»Gib an Wochentagen keine Servietten zu Tisch, diese Langbärte machen sie ja gleich schmutzig.«
Sie betrachtete Nikita, der ihr früher gefallen hatte, mit aufeinandergepreßten Lippen und sprach mit ihm wie mit einem Angestellten, den man verdächtigt, etwas Unehrliches begangen zu haben, und sie warnte die Tochter:
»Gib acht, sei zu ihm nicht zu freundlich, – alle Buckligen sind hinterlistig.«
Schon mehr als einmal wollte Natalia sich bei der Mutter über ihren Mann beschweren, weil er ihr nicht traute und den Buckligen beauftragt hätte, sie zu überwachen; aber irgend etwas hinderte sie stets, davon zu sprechen.
Am schlimmsten war es aber, wenn die Mutter in der Sorge, Natalia könnte keinen Knaben gebären, sie über ihren nächtlichen Verkehr mit ihrem Mann befragte.
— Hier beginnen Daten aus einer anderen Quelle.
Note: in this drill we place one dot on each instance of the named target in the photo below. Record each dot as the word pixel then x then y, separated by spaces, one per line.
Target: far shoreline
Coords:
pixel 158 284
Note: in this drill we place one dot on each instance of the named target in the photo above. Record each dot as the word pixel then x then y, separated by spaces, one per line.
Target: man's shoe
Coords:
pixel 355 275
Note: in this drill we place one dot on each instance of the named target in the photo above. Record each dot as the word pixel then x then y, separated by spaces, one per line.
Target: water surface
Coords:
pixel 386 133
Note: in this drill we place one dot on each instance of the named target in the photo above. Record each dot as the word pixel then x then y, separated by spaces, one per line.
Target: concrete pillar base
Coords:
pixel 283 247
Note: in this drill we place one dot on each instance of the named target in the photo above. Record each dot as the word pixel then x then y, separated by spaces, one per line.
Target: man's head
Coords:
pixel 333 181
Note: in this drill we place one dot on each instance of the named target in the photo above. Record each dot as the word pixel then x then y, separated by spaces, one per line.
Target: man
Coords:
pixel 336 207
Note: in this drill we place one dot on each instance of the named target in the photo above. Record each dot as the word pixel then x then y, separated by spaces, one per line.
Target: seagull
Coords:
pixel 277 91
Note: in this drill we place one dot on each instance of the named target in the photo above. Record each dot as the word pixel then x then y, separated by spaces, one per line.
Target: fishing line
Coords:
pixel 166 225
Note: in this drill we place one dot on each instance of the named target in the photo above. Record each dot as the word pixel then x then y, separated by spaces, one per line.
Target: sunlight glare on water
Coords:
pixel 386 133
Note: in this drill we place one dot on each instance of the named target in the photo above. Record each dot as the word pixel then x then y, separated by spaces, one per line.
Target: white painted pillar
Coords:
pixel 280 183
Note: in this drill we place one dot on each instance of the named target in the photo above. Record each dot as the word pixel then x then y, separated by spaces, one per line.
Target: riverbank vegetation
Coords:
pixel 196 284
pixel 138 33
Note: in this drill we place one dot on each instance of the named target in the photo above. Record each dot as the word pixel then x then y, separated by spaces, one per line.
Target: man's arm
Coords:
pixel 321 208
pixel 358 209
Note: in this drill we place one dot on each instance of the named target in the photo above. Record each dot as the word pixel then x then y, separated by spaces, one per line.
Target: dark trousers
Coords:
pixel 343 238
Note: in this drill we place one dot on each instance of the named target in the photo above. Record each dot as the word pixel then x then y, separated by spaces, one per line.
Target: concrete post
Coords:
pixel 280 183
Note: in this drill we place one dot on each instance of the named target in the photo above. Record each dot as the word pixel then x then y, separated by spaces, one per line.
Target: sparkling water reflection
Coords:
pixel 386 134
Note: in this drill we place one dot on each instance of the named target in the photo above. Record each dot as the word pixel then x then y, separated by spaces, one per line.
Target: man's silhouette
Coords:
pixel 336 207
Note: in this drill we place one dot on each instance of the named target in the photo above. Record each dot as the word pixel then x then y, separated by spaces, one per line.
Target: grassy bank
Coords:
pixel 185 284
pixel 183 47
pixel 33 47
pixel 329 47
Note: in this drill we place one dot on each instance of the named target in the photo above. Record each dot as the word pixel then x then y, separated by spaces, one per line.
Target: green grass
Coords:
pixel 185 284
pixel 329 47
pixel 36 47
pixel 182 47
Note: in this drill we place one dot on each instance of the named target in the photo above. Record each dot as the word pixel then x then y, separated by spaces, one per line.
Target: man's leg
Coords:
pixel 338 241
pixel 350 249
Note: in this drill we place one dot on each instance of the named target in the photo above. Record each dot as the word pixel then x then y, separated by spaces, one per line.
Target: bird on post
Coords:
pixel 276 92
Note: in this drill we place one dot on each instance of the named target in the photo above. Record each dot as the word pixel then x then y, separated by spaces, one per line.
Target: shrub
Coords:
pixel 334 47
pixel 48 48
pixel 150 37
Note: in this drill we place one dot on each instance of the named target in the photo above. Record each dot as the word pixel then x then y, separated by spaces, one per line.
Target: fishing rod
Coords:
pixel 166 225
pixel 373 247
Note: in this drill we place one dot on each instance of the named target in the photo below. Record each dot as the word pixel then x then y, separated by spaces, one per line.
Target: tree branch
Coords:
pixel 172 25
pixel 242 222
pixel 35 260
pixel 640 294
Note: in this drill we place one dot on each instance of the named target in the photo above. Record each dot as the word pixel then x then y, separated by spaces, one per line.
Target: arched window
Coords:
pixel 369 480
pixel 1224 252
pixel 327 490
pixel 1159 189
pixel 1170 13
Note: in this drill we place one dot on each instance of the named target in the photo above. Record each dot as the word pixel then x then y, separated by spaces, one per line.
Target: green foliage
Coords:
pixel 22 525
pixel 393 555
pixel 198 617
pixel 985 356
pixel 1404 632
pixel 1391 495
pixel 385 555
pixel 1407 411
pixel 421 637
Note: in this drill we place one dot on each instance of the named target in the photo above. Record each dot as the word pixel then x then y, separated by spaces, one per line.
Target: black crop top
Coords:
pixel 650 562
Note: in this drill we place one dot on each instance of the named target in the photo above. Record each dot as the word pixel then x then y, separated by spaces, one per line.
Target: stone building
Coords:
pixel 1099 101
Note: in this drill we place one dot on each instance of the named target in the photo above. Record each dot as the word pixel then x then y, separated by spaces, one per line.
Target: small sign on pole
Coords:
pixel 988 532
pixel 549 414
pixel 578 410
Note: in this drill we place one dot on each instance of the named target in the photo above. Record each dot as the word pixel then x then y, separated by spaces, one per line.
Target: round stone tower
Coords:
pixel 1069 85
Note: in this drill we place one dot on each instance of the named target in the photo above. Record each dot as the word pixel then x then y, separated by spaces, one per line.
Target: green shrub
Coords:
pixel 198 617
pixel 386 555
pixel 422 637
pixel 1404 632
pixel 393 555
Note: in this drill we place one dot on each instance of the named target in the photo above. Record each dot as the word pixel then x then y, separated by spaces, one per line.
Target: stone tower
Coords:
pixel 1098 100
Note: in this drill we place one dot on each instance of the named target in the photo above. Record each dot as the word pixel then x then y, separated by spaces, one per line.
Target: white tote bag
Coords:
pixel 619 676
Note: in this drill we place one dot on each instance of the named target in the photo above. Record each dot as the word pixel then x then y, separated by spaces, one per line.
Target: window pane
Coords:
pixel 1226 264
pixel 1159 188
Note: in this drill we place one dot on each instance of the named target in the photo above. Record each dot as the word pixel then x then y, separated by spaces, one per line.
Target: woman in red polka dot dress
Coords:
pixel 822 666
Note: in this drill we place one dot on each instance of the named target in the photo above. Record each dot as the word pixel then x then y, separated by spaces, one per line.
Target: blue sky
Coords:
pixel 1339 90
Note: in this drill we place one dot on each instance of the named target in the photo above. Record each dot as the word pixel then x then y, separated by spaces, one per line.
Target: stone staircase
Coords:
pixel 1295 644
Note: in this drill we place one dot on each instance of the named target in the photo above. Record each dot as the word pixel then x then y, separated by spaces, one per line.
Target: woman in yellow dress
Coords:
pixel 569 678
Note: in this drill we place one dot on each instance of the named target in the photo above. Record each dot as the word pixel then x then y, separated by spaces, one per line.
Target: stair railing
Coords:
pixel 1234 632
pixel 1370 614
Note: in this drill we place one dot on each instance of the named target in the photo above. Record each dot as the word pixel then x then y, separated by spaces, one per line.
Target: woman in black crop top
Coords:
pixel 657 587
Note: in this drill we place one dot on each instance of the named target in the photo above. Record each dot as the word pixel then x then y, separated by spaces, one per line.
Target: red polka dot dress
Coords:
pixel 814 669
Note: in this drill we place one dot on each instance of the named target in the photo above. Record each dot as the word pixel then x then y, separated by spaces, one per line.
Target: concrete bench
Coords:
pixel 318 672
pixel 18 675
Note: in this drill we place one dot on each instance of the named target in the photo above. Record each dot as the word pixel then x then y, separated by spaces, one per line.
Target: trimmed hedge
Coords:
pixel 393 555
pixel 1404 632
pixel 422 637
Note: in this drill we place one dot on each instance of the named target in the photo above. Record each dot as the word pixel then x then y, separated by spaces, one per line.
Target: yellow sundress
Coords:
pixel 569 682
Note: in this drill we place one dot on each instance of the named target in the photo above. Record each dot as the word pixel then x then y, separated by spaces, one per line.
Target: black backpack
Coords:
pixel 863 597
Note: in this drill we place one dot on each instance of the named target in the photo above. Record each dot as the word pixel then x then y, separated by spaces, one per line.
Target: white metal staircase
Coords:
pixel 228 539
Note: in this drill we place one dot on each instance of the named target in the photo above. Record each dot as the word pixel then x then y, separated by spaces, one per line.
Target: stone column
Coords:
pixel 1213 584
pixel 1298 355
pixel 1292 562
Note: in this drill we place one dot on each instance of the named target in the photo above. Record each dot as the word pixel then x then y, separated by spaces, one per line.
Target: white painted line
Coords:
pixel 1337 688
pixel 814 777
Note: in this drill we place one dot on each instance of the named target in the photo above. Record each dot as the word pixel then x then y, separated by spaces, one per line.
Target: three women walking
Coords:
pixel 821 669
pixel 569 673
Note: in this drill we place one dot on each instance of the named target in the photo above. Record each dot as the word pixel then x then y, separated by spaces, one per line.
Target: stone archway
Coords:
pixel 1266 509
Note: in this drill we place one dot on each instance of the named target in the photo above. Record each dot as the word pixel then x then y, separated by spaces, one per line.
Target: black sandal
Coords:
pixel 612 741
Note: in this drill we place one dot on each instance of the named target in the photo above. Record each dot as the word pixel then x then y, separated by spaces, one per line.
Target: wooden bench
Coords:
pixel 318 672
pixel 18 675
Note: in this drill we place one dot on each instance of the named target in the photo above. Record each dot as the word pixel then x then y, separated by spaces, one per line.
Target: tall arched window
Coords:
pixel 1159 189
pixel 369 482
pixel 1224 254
Sie tat das in schamlos offener Weise, während ihre feuchten Augen lächelnd blinzelten, die gesenkte Stimme schnurrte und die Neugierde sie heftig erregte. Und Natalia war immer froh, wenn die Frage des Schwiegervaters ertönte:
»Gevatterin, – soll ich das Pferd anspannen?«
»Ich möchte lieber zu Fuß gehen.«
»Gut, ich werd' dich begleiten.«
Pjotr sagte nachdenklich:
»Die Schwiegermutter ist ein kluger Kopf. Wie geschickt sie den Vater behandelt! Vor ihr ist er sanfter zu uns. Sie sollte ihr Haus verkaufen und zu uns ziehen.«
»Das ist nicht nötig«, will Natalia sagen, wagt es aber nicht und trägt es der Mutter noch mehr nach, daß man sie gern hat, und daß sie glücklich ist.
Wenn sie mit einer Näharbeit in den Händen am Gartenfenster oder im Garten sitzt, hört sie Bruchstücke der Unterhaltung zwischen Tichon und Nikita. Sie arbeiten hinter den Beerensträuchern beim Badehaus, und durch das leise Geräusch des Werkes dringen die ruhigen Worte des Hausknechtes:
»Die Langeweile stammt von den Menschen, – wenn sie eine lange Weile beisammen sind, entsteht die Langeweile.«
»Wie richtig!« denkt Natalia, aber Nikitas angenehme Stimme wirft ein:
»Du gehst zu weit. Und Tanz und Spiel? Ohne Menschen gibt es keine Fröhlichkeit.«
»Auch das ist richtig«, stimmt sie erstaunt zu.
Sie sieht, daß alle um sie herum in ihren Reden sicher sind, jeder weiß irgend etwas genau, und zwar sieht sie, wie einfache, bestimmte, fest aneinander gefügte Worte jedem Menschen ein Stück irgendeiner unverrückbaren Wahrheit sichern; die Menschen unterscheiden sich von einander durch ihre Worte und schmücken sich damit, sie klappern und spielen mit Worten wie mit goldenen und silbernen Uhrketten. Sie aber besitzt keine solchen Worte, sie hat nichts, worin sie ihre Gedanken kleiden könnte, die sie trübe und ungreifbar wie Herbstnebel belästigen, die sie nur stumpfsinnig machen, – und sie denkt immer häufiger ärgerlich und traurig:
»Ich bin dumm! Ich weiß nichts und versteh' nichts ...«
»Der Bär kennt sich aus, er weiß, wo es Honig gibt«, murmelt Tichon im Himbeergesträuch.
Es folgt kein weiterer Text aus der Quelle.